今川橋の、北村西望《平和の女神》(1967) ※スケールダウンしたもの


斜い橋の、北村西望《母子像》(1925)

同。キモはここか?


桜橋の、北村西望《夢》(1970) ※スケールダウンしたもの


よろず橋の、《喜ぶ少女》(1926)


新橋の、《若き日の母》(1925) ※スケールダウンしたもの


大手橋の、《こんにちわ》(1918《将軍の孫》)。すぐ後ろを島鉄の線路が走っている。

  • 続いて、鯉の泳ぐまちへ。このあたりは、前回来たときにゆっくり観光した。この一角の休憩スペース?に、西望の《飛躍》(スケールダウンしたもの?)が設置されている。これを改めて観るために立ち寄った次第。


鯉の泳ぐまちの、北村西望《飛躍》(1977)。これのオリジナルはどこにあるやつだろう。西望公園にもあったが、ひょっとして、広島市の広島中央公園にあるやつか。広島で、鯉(カープ)って、できすぎ。

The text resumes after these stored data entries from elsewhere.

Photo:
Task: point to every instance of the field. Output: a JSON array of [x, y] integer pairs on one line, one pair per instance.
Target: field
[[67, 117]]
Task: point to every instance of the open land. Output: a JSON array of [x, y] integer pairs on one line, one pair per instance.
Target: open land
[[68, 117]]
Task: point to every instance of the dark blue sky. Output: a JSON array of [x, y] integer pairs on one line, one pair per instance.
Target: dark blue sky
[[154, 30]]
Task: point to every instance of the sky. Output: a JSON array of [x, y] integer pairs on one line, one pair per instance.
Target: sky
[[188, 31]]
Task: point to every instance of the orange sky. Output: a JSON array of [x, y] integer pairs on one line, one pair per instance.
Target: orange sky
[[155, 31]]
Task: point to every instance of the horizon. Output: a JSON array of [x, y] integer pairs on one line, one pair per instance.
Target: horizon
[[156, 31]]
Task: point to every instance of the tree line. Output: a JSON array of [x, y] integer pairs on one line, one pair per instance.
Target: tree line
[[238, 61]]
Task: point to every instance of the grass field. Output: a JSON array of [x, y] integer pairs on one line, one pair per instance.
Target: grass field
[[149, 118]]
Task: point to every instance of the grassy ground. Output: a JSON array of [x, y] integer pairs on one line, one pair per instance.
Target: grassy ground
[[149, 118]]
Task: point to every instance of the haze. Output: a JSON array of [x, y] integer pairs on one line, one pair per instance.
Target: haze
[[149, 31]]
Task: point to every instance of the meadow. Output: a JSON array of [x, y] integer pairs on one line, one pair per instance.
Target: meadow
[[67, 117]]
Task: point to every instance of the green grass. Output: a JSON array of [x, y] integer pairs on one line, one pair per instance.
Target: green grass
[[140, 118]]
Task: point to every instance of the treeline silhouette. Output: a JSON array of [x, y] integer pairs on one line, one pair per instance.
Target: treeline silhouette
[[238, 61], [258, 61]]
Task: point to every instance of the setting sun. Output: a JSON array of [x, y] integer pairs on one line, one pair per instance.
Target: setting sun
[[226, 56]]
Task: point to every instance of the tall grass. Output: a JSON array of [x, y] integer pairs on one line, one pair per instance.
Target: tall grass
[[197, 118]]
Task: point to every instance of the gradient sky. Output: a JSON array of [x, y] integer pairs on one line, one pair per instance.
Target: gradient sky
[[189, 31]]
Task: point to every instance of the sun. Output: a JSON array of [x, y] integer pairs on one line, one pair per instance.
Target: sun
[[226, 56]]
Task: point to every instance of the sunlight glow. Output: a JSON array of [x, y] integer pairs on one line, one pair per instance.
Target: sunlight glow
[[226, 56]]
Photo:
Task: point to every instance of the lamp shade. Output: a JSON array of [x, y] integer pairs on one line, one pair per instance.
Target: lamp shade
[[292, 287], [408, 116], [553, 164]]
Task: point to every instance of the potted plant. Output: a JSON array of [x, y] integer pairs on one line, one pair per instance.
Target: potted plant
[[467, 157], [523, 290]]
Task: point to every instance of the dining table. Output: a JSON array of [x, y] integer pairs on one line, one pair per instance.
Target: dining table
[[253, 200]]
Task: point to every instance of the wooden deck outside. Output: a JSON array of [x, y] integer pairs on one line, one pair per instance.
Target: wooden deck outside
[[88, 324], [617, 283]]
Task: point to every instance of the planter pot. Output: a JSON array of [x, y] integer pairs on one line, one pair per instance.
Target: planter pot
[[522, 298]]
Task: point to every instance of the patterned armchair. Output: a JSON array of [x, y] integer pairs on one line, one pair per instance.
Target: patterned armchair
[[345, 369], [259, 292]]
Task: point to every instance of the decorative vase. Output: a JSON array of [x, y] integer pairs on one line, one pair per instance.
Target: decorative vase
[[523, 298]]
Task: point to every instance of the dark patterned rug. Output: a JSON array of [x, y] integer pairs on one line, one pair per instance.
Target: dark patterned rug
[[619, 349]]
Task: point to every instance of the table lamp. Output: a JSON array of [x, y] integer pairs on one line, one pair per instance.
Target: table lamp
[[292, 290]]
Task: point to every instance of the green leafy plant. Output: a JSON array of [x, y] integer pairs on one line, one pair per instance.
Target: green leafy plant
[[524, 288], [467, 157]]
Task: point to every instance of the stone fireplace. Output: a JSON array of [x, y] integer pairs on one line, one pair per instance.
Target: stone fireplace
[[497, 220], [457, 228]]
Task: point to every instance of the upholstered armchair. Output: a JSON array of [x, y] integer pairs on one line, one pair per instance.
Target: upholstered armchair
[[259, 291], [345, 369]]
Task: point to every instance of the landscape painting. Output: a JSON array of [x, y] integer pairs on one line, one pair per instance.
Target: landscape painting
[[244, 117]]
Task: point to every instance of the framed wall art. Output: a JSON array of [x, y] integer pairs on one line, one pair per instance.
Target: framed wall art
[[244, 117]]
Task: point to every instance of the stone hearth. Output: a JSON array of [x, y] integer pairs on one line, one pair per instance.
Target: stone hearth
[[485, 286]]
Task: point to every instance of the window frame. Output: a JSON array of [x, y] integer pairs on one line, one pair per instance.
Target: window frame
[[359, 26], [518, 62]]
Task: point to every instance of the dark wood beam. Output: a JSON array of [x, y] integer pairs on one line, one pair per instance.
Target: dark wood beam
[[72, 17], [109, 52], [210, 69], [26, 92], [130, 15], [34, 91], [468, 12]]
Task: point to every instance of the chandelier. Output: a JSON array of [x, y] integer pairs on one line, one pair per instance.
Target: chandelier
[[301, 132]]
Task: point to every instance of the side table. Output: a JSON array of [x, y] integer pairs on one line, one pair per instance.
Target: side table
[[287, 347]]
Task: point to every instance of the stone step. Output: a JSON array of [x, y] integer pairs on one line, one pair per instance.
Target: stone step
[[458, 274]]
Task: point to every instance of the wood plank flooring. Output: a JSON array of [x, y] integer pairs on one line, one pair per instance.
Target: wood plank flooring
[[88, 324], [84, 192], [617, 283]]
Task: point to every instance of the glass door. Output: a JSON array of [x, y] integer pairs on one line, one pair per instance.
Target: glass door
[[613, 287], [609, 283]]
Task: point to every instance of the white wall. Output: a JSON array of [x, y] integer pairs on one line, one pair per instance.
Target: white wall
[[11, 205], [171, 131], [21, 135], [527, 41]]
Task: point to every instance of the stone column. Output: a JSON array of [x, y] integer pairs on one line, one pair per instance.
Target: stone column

  • 次は、今回の山場の一つ、眉山治山祈念公苑へ向かう。ここからが電動自転車の活躍どころだ。白土湖の近くを抜け、ひたすら急坂を上る。野球場が見えてきた。野球場に沿って進み、無事に眉山治山祈念公苑に到着。15分ほどのアタック笑だった。眉山治山祈念公苑は、島原大変(寛政4年[1792]の雲仙岳火山性地震地震による眉山の山体崩壊)による遭難者供養と郷土の安泰繁栄を願って作られた。公苑には、西望による《聖観世音菩薩》が安置されている。他に、《聖観世音菩薩》の前には、同じく西望作の《獅子香炉》が置かれている。また、傍らには、公苑を作るにあたって、少なからざる支援をした有馬茂氏の胸像(これも西望作。《有馬茂翁》)が設置されている。ここは桜の名所とのことだが、なにせこの季節なので、公園を掃除するボランティアの方たちを除くと、ほとんど人もいない。


眉山治山祈念公苑


眉山治山祈念公苑の、北村西望《聖観世音菩薩》(1975/高純度アルミ)


眉山治山祈念公苑の、北村西望《獅子香炉》(1930)


眉山治山祈念公苑の、北村西望《有馬茂翁》(1975)

  • さて、どうやって戻ろうかと自転車にまたがる。あっという間に、坂を下る。白土湖を一回り。周囲に変な形の石灯籠が置かれている。笠の形が変、というか、大きい。さらに、海方向に走り、最後の目的地、霊丘公園へ向かう。途中、通りがかりに、浜の川湧水を見学するなど。
  • 霊丘公園前に、《植木元太郎翁像》が立っている。これが、西望作品めぐりの、今日最後の作品。植木元太郎(1857〜1943)は、島原鉄道の創業者で、島原半島に交通網を整備し、後に初代の島原市長を務めた人物。全身立像で、なかなか立派である。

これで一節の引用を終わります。